Siemens Home Connect uygulaması sayesinde daha fazla leke türünü ve bunlar için geliştirilmiş özel programları keşfetmek de mümkün. Yani sadece “lekeyi çıkar” demekle kalmıyor, sizin için en doğru yıkama programını da otomatik olarak öneriyor.

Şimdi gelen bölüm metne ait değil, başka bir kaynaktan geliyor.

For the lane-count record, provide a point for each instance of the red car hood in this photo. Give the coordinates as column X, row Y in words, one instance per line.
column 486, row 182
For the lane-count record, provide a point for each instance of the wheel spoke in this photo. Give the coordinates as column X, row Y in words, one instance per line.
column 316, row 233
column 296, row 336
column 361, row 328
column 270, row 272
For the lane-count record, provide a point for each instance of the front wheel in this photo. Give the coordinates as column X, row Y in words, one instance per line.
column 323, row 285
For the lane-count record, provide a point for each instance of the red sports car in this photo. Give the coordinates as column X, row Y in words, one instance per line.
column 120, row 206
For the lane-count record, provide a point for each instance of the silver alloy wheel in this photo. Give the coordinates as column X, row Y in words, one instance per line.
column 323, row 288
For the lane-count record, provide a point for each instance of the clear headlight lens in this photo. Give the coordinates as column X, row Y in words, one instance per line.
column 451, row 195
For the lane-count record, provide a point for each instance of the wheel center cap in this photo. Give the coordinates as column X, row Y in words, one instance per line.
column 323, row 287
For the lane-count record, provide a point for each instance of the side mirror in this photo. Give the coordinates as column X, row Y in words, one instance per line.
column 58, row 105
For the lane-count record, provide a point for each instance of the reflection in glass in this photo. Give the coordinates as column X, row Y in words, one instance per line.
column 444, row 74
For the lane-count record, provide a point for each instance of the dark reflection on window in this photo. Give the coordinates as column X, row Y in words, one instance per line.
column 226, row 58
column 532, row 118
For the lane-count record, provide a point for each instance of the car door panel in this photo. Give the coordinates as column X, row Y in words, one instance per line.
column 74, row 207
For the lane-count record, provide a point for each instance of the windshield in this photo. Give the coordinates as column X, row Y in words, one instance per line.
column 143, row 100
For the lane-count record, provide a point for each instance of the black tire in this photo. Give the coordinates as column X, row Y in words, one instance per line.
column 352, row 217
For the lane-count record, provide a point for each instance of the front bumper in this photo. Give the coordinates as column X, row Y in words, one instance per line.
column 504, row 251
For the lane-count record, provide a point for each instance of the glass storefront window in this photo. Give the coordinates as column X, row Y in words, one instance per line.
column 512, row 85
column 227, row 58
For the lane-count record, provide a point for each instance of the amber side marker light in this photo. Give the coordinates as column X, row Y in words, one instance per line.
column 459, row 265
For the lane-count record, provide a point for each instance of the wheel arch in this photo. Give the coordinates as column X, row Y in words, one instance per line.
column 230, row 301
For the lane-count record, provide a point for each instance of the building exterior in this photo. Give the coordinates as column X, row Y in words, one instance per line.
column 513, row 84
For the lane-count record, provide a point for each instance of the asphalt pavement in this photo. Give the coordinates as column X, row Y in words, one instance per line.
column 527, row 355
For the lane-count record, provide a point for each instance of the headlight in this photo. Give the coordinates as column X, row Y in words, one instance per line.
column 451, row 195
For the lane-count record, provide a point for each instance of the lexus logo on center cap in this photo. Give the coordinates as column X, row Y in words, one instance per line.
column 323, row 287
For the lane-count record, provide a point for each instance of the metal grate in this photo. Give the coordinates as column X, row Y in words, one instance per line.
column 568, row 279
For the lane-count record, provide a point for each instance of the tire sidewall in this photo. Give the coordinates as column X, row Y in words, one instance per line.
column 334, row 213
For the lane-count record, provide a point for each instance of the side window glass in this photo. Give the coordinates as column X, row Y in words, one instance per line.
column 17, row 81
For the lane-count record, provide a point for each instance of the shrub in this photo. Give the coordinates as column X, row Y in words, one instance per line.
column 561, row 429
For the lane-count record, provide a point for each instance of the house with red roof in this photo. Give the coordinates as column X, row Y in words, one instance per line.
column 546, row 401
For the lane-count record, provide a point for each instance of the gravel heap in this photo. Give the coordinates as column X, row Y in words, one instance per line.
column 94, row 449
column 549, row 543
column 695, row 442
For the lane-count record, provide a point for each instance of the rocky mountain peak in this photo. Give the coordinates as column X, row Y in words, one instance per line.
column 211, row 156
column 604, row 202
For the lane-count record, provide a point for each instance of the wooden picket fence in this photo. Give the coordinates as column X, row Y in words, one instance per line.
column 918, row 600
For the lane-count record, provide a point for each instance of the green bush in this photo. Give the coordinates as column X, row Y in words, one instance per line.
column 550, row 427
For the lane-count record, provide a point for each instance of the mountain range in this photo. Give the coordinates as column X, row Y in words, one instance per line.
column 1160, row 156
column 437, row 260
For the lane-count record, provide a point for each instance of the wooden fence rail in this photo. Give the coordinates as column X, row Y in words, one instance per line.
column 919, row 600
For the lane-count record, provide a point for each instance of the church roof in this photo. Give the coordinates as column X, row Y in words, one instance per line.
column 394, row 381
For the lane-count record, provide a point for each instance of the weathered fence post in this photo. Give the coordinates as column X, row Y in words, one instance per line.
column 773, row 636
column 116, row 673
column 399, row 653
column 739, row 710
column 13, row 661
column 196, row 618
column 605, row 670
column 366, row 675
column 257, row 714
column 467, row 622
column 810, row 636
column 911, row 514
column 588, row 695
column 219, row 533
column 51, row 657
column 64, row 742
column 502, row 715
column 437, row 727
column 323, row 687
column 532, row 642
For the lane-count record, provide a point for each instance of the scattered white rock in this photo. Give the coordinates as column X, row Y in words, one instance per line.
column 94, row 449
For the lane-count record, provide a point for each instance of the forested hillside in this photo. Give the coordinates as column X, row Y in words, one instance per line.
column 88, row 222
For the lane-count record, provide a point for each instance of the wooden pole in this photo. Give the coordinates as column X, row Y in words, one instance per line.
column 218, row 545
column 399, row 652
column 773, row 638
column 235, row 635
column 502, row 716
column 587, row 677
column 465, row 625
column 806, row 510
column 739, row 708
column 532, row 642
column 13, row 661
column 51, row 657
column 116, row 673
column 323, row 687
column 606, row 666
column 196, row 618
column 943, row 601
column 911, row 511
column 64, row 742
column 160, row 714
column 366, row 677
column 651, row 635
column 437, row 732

Böylece hem lekelerle uğraşmak zorunda kalmıyor hem de giysilerinizin ömrünü koruyorsunuz. 

Artık çocuğunuza yemek yedirirken dökülen yemek lekeleri, kahve kazaları ya da mutfakta sıçrayan yağ lekeleri sizi endişelendirmiyor. stainRemoval, günlük hayatın getirdiği küçük sürprizlere karşı en güvenilir yardımcınız oluyor. 

Siemens iQ500 çamaşır ve kurutma makineleri, artık sadece kıyafetlerinizi temizleyen makineler değil; size zaman, konfor ve güven veren akıllı iş ortaklarınızdır. Ütüye harcadığınız vakti kendinize ayırın, lekelerle uğraşmayı unutun ve teknolojinin yaşam alanınıza uyumunun keyfini yaşayın.

*Bu yazı Siemens’in katkılarıyla hazırlanmıştır.